PUBLICAÇÃO
quinta-feira, 11 de novembro de 1999
Por César Felício 
Brasília, 11 (AE) - O presidente do PFL, senador Jorge Bornhausen (SC), anunciou hoje, durante encontro da executiva nacional do partido com os diretórios regionais, que a legenda poderá afastar filiados que estejam sendo acusados de crimes comuns. "O partido vai rever, com rigor, todos os casos de filiados com acusação de postura não ilibada", disse o senador. Segundo ele, a atenção maior será dada "para os Estados em que o processo político tem trazido à tona pessoas que não se recomendam".
O envolvimento de filiados do PFL com irregularidades está causando constrangimento dentro do partido, e a proposta de expurgo, feita pelo vice-governador do Maranhão, José Reinaldo Tavares, foi acatada por aclamação. "Estamos sendo chamados de partido fora da lei e temos que dar uma resposta clara", disse o senador Mozarildo Cavalcante (RR). "É necessário começarmos uma triagem para extirpar o mal pela raiz, no momento de definirmos as candidaturas para as eleições do próximo ano", afirmou o vice-presidente do PFL, senador José Agripino Maia (RN).
Somente este ano dois deputados federais que eram filiados ao PFL foram cassados: Hildebrando Pascoal (AC) e Talvane Albuquerque (AL). Em 1997, outros dois deputados, do Acre, renunciaram ao mandato para não serem cassados pelo plenário da Casa: Ronivon Santiago e João Maia. Atualmente, o deputado federal José Alex (PFL-AC) está sendo investigado pela CPI do Narcotráfico na Câmara.
Segundo Bornhausen, o processo para a expulsão de José Alex já está instalado dentro do partido. "Vamos ser rigorosos, mas seguindo os estatutos partidários, para que os atos de expulsão não sejam revistos pela Justiça Eleitoral", disse o senador. Bornhausen disse, contudo, que o partido não irá modificar a sua política de realizar filiações em massa. Este ano, o PFL chegou a aceitar filiações feitas pela Internet. "Nós sempre partimos do princípio de que as pessoas são honestas e as filiações vão continuar", disse.

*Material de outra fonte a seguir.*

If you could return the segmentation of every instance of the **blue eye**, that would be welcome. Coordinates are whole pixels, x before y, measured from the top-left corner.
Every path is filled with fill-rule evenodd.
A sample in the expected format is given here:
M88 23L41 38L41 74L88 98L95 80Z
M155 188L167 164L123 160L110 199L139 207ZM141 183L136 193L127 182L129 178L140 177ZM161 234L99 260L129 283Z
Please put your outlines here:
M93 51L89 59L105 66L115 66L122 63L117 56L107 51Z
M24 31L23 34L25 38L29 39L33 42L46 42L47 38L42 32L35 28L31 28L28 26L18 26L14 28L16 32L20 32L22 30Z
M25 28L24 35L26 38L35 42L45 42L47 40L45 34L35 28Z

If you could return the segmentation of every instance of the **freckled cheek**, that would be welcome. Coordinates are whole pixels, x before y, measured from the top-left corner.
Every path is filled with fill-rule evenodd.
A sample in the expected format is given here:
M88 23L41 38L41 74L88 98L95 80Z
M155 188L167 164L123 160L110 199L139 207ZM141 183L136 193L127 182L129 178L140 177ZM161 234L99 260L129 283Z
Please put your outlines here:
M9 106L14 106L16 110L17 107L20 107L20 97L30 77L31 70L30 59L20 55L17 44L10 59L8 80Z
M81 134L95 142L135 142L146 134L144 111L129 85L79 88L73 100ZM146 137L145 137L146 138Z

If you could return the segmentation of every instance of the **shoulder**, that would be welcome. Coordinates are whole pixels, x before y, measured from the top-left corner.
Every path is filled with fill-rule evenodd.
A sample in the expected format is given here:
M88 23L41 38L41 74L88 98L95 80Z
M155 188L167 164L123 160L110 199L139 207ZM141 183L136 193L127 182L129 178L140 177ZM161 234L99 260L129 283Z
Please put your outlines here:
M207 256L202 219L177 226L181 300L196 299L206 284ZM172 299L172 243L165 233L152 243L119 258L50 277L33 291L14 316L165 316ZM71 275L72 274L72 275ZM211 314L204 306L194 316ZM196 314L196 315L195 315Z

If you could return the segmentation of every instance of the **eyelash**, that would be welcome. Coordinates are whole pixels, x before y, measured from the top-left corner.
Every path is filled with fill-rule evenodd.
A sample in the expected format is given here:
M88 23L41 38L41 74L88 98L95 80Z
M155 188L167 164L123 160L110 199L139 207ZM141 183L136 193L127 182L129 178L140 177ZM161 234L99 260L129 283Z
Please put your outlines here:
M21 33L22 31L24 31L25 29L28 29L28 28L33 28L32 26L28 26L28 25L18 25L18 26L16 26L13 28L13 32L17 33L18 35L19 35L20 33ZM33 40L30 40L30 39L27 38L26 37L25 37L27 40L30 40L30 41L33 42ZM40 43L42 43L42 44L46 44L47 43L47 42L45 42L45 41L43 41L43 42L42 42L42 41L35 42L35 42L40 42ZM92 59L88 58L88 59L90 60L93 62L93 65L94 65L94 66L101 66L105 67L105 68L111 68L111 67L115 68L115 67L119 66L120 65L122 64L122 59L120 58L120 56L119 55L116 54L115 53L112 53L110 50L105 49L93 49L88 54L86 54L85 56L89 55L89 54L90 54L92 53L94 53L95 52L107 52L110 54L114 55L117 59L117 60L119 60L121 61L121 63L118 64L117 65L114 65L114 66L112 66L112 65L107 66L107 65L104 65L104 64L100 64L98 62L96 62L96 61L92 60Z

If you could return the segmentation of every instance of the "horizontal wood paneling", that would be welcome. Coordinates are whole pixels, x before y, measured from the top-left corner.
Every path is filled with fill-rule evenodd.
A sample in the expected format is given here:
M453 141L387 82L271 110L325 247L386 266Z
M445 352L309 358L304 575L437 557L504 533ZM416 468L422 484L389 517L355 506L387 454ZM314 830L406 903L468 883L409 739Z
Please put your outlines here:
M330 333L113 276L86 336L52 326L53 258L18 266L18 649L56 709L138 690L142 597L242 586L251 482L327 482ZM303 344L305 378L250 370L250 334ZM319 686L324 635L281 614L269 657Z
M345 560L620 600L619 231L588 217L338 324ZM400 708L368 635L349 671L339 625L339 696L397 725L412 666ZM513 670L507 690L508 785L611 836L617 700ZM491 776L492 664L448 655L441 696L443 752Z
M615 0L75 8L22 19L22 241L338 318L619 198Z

Bornhausen reiterou durante o encontro que o partido terá candidatura própria nas eleições de 2002, mas os principais dirigentes da legenda afirmaram ser prematura a definição de nomes. "Estamos padecendo da síndrome da sofreguidão, provocada por um candidato amparado por um partido menor", disse Agripino Maia, referindo-se ao ex-governador do Ceará e ex-ministro Ciro Gomes, do PPS.
"O PPS será tão mais forte e maior quanto menor o prestígio do presidente e vice-versa, portanto a ânsia em definir nomes não é o nosso caminho", disse. Atualmente, quatro possibilidades estão colocadas dentro do PFL: o presidente do Senado Antônio Carlos Magalhães (BA), o governador do Paraná Jaime Lerner , a governadora do Maranhão Roseana Sarney e o vice-presidente Marco Maciel.
Durante o encontro, os dirigentes regionais aproveitaram para protestar a Bornhausen contra o comportamento dos ministros Rafael Greca (Turismo e Esportes) e José Sarney Filho ( Meio Ambiente), ambos deputados pefelistas licenciados, por não procurarem promover representantes locais do PFL em viagens a serviço pelo País.
"É constrangedor que um ministro do Meio Ambiente filiado ao partido vá a Roraima e sequer avise ao presidente da seção local", queixou-se o senador Mozarildo Cavalcante. O presidente do PFL disse que de agora em diante os ministros terão que se encontrar com pefelistas quando viajarem.